Has anyone encoutered anything like this before?

I don't really have much input, but maybe I can add some questions to spur discussion and prevent this post from dropping into obscurity :slight_smile:

You're using ruby in its own thread. Are you making calls into the ruby machine from the c++ thread? I'm not sure how thread-safe the ruby-library is, but I seem to remember that it's not terribly safe.

I've had issues (with python/c++) where I failed to properly claim pointers to data recieved from python, so its garbage collector cleaned up the data that I was using. I don't know how swig handles this (I don't much like swig), but if your reference counts aren't being incremented and decremented properly, that can cause trouble.

I'm hoping someone more knowledgeable than I can at least show why my questions are dumb or irrelevant. Maybe we can figure out what's going on...

--jay

You can try running ruby under valgrind to find the problem. You will
need to use a suppressions file, which you can find in [ruby-talk:52065]
or at http://rubystuff.org/ruby.supp .

Paul

···

On Thu, Jun 15, 2006 at 09:20:19PM +0900, Will Yeoh wrote:

The problem is, I seem to see memory getting corrupted when running the
Ruby program which calls the C++ library. When the Ruby program is run
on standalone, there are no problems. When the C++ dynamic library is
run with an equivalent C++ program, there are no problems. This leads me
to believe that there are some "interactions" between Ruby and the C++
library. Also, the Ruby program runs on a different thread than the C++.

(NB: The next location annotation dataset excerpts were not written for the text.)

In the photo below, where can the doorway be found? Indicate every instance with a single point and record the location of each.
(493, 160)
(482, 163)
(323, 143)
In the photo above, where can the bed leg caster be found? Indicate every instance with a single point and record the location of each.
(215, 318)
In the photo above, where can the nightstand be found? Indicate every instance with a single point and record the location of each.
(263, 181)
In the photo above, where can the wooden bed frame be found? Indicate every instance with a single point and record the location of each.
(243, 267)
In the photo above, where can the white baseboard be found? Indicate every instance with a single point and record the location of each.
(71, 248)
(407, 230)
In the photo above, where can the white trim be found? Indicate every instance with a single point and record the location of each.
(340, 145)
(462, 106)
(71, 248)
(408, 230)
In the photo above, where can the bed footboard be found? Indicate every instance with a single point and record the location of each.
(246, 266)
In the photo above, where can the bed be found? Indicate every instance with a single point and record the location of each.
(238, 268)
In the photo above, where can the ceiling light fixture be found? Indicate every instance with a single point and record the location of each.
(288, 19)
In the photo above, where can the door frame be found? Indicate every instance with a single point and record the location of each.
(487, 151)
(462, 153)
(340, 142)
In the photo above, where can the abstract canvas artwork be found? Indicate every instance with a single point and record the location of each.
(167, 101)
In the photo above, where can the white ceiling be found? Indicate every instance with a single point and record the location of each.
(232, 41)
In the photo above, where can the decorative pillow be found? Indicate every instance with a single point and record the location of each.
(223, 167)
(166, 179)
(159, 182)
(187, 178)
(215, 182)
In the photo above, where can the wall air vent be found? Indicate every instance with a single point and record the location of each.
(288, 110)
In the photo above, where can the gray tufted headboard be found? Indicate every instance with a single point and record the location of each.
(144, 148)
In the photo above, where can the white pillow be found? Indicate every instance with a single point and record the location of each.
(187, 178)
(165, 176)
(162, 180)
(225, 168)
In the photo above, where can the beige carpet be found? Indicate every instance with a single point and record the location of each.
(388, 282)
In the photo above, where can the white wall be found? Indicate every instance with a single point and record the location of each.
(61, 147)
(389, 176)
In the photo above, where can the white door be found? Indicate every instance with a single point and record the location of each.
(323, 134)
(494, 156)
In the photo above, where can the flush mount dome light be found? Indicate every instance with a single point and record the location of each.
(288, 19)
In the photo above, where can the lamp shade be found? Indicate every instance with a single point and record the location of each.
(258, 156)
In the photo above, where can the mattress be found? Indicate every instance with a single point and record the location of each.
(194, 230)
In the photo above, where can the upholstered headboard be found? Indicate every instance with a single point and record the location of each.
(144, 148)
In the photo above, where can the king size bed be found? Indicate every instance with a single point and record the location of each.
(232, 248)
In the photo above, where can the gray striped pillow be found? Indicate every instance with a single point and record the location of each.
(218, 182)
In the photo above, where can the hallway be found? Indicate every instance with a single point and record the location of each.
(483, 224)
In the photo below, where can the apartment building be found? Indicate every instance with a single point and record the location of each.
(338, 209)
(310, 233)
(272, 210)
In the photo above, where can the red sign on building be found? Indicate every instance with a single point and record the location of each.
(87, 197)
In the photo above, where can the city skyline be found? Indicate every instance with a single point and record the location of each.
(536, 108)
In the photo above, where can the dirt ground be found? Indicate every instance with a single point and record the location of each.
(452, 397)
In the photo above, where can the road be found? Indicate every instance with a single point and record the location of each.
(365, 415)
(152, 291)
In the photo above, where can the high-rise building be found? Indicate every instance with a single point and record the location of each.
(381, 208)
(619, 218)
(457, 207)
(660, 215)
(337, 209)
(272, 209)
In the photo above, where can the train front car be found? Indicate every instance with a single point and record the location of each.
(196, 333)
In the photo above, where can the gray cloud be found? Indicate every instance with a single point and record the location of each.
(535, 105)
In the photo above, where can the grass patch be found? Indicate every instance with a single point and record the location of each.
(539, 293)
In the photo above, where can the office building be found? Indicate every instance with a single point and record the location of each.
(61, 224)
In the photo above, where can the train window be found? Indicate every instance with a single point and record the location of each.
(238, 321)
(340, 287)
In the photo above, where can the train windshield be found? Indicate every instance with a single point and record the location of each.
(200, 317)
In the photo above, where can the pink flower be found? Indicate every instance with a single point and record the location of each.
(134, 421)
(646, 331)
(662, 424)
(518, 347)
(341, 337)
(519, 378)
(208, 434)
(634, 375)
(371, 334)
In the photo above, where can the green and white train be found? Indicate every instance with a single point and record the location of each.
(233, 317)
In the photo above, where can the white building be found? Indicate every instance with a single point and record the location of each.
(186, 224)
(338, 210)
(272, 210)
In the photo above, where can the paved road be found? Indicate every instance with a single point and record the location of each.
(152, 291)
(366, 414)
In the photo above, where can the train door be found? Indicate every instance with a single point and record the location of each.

What platform are you running this on? When you say the C++ code runs on a
different thread, do you mean a different Ruby thread or a different native
thread? If the latter, how do you know? Does your C++ library spin a thread?
Do you source for the C++ library? Finally, did you build Ruby with pthread
support?

It is definitely the case that calling into the ruby interpreter from
anything other than the interpreter thread is a "bad thing." If you
need to signal from the C++ to the Ruby you have a number of choices,
but calling any rb_XXXX functions is not one of them. I am not
familiar with SWIG's particulars, but I am guessing this means that
accessing _any_ of the ruby methods from a thread other than the
interpreter will lead to undefined behavior (here there be monsters).

pth

···

On 6/15/06, tsuraan@tsuraan.net <tsuraan@tsuraan.net> wrote:

> to believe that there are some "interactions" between Ruby and the C++
> library. Also, the Ruby program runs on a different thread than the
> C++.

You're using ruby in its own thread. Are you making calls into the
ruby machine from the c++ thread? I'm not sure how thread-safe the
ruby-library is, but I seem to remember that it's not terribly safe.